Empirical studies on autonomy and healthcare decisions reinforce the importance of respecting individual choices, particularly those concerning one's body and reproductive rights. In the context of egg donation, this principle becomes paramount, reflecting the ethical, emotional, and personal dimensions of the choice at hand.
Celebrate the achievement
Egg freezing and donation can be an expression of personal values, a decision that encapsulates a woman's beliefs, or simply an achievement that deserves acknowledgment and celebration.
Celebrating this achievement can take many forms, from simple words of congratulations and admiration to more elaborate expressions of support. It might mean throwing a small celebration, writing a heartfelt letter, or finding another personal way to convey pride and gratitude.
Celebration does not necessarily mean a public declaration but rather an authentic and personal acknowledgment of the strength, courage, and compassion embodied in the decision itself.
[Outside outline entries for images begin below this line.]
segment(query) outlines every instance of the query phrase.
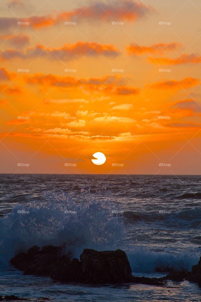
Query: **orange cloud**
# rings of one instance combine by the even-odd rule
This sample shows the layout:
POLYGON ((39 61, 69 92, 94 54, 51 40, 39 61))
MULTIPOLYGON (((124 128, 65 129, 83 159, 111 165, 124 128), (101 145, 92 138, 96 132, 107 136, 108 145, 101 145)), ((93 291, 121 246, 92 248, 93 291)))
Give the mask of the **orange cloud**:
POLYGON ((6 41, 12 46, 19 48, 24 46, 29 43, 29 37, 21 33, 18 35, 2 35, 0 39, 6 41))
POLYGON ((5 68, 0 68, 0 80, 1 81, 11 80, 16 75, 16 74, 14 73, 9 72, 5 68))
POLYGON ((151 88, 159 89, 179 89, 189 88, 198 85, 199 83, 199 79, 195 78, 185 78, 181 81, 171 80, 164 82, 159 82, 152 85, 151 88))
POLYGON ((165 51, 175 50, 181 46, 181 44, 175 42, 168 44, 158 43, 150 46, 141 46, 136 43, 134 43, 130 44, 126 49, 129 55, 140 55, 147 53, 163 53, 165 51))
MULTIPOLYGON (((0 30, 7 30, 16 28, 18 22, 29 22, 29 27, 36 28, 51 26, 65 21, 80 22, 86 20, 93 22, 101 20, 111 21, 125 20, 134 21, 152 12, 154 9, 143 3, 135 2, 133 0, 117 0, 110 3, 102 1, 92 2, 91 5, 75 8, 72 11, 63 12, 57 16, 51 15, 32 16, 29 18, 0 18, 0 30)), ((27 28, 27 24, 20 26, 27 28)))
POLYGON ((183 124, 180 123, 173 123, 172 124, 168 124, 165 126, 167 127, 183 128, 192 128, 192 127, 200 128, 201 127, 201 125, 197 125, 194 123, 184 123, 183 124))
POLYGON ((88 79, 75 79, 71 76, 64 77, 52 74, 43 74, 25 76, 27 82, 38 85, 47 85, 56 88, 74 88, 82 86, 88 87, 93 92, 102 92, 106 94, 129 95, 139 93, 140 89, 136 87, 122 85, 126 82, 124 77, 119 76, 107 76, 101 78, 91 78, 88 79), (98 88, 98 89, 97 89, 98 88))
POLYGON ((176 65, 178 64, 185 64, 188 63, 201 63, 201 56, 194 54, 191 55, 183 54, 176 59, 170 59, 168 58, 148 58, 150 62, 153 64, 167 65, 176 65))
POLYGON ((174 107, 182 110, 190 110, 194 112, 201 112, 201 104, 192 99, 179 101, 174 103, 174 107))
POLYGON ((77 42, 75 44, 66 44, 60 48, 46 48, 38 44, 33 48, 27 48, 25 52, 13 50, 3 51, 0 55, 2 60, 12 59, 35 58, 38 56, 49 60, 58 59, 68 61, 79 56, 103 55, 115 57, 119 53, 118 50, 112 44, 106 45, 95 42, 77 42))

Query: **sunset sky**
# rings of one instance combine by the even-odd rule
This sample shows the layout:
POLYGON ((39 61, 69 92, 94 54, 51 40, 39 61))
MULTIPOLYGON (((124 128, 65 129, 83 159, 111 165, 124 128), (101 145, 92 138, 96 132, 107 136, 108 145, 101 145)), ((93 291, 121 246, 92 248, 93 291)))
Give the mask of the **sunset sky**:
POLYGON ((200 0, 0 11, 1 173, 200 174, 200 0))

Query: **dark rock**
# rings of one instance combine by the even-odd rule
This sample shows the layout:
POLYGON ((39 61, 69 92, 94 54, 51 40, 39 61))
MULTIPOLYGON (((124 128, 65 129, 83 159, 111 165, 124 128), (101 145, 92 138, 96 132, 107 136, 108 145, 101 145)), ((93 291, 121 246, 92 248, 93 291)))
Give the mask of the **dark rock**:
POLYGON ((80 261, 63 247, 49 246, 40 249, 33 246, 27 253, 20 253, 11 260, 11 264, 24 271, 24 275, 50 277, 63 282, 96 284, 135 283, 162 285, 163 278, 132 276, 126 253, 120 249, 98 252, 85 249, 80 261))
POLYGON ((164 279, 162 278, 148 278, 147 277, 136 277, 132 276, 132 282, 148 285, 161 286, 164 285, 164 279))
POLYGON ((187 279, 189 281, 198 283, 199 286, 201 287, 201 257, 197 264, 192 267, 191 273, 187 279))
POLYGON ((156 266, 154 269, 155 271, 160 273, 169 273, 174 270, 174 269, 172 267, 162 265, 156 266))
POLYGON ((129 282, 132 277, 126 254, 120 249, 97 252, 85 249, 80 262, 82 278, 87 283, 129 282))
POLYGON ((17 297, 17 296, 15 296, 14 295, 11 295, 10 296, 7 296, 6 295, 4 297, 4 299, 5 300, 21 300, 20 298, 18 298, 17 297))
POLYGON ((167 275, 165 277, 165 279, 169 280, 172 280, 174 281, 182 281, 184 279, 186 279, 189 274, 189 272, 185 270, 173 270, 167 275))

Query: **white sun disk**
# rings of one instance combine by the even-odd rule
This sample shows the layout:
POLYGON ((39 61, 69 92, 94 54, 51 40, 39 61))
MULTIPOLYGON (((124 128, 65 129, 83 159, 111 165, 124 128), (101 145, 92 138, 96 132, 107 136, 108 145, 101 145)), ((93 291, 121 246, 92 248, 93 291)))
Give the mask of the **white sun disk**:
POLYGON ((93 154, 93 156, 95 158, 92 159, 91 161, 94 165, 100 166, 101 165, 103 165, 105 162, 106 157, 103 153, 102 153, 101 152, 97 152, 93 154))

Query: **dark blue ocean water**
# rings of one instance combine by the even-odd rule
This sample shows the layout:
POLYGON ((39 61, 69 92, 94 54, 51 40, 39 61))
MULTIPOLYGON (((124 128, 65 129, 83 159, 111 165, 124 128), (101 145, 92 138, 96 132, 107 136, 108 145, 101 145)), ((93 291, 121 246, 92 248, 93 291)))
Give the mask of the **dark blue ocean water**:
POLYGON ((23 276, 8 262, 34 244, 69 241, 78 257, 84 247, 124 249, 136 275, 155 275, 161 265, 190 269, 201 253, 201 185, 198 175, 1 175, 0 294, 58 301, 199 300, 200 289, 187 281, 163 289, 66 285, 23 276))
The act of recognizing and honoring this choice can create a shared moment of joy and connection, strengthening the bonds between the donor and those closest to her.
In summary
Through our work with hundreds of donors, we've learned that the path is never solitary, nor should it be. The role of friends, family, partners, and significant others in this process cannot be overstated.
From understanding the technical aspects of the process to being a comforting presence during medical appointments, offering assistance with injections, respecting personal choices, and celebrating the decision, the support system surrounding a donor becomes an integral part of the experience. These connections not only ease the logistical and emotional challenges but transform the process into a shared journey that's imbued with empathy, respect, and love.
Our commitment to supporting individuals and families remains unwavering. By fostering a robust network of support and sharing our insights, we hope to make the journey not only more approachable but also more meaningful. The dreams of creating and nurturing life are collective ones, and we at Cofertility are honored to be part of these intimate and extraordinary stories.